Bounds checking for functor execution in vectorized/unrolled kernels (#33642)
Summary:
The current logic for vectorized/unrolled operations in CUDALoops.cuh applies bounds checking to loads and stores, [but not to the actual functor's execution](https://github.com/pytorch/pytorch/blob/16d6c17845426294274850f9161e292345f2afa5/aten/src/ATen/native/cuda/CUDALoops.cuh#L264). In other words, for a block acting on the tail of a tensor that doesn't require the whole block to participate in memory transactions, many threads execute their functor on uninitialized data. For functors that only communicate with the outside world via the bounds-checked loads and stores, that's ok. The threads acting on garbage data never actually write their results. But [my proposed inf/nan checking kernel](https://github.com/pytorch/pytorch/pull/33366/files#diff-9701a2b34900195d160bdc234e001b79R70-R79) has the additional side effect of writing to a `found_inf` flag in global memory. For irregularly-shaped tensors where tail threads execute the functor on garbage data, these threads would sometimes see and report spurious infs/nans.

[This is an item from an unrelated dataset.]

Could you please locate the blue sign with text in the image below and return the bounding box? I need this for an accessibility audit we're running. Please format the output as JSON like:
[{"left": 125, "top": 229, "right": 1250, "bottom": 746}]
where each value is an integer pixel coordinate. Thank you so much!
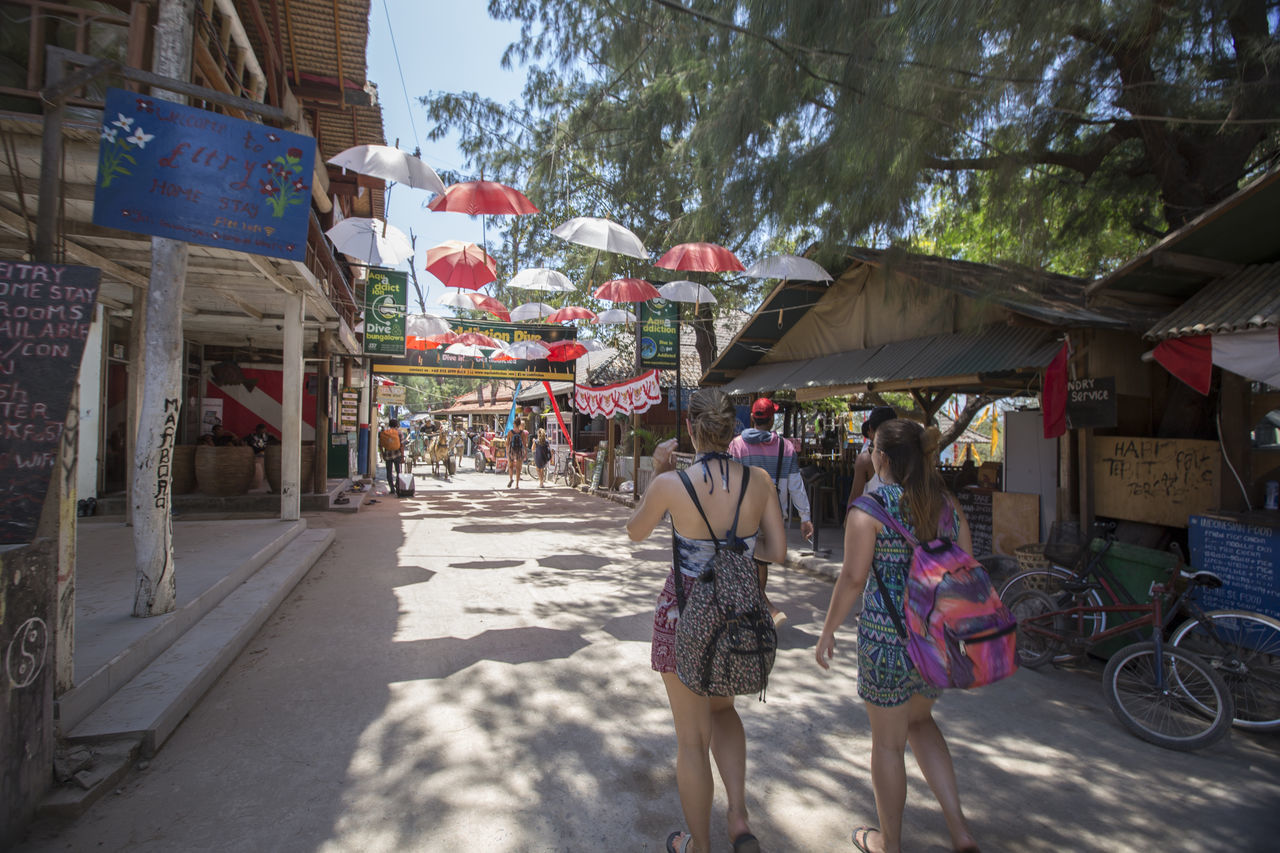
[{"left": 93, "top": 88, "right": 316, "bottom": 260}]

In general, we can't guarantee functors won't have side effects. For safety (and efficiency) we should apply bounds checking to the functor execution as well as the loads and stores.
Is it possible that other elementwise kernels (in addition to the strided/vectorized implementation) are also executing functors unconditionally? That would cause similar failures.
Pull Request resolved: https://github.com/pytorch/pytorch/pull/33642
Differential Revision: D20062985
Pulled By: ngimel
fbshipit-source-id: 65b8d75a001ce57865ed1c0cf89105d33f3f4dd4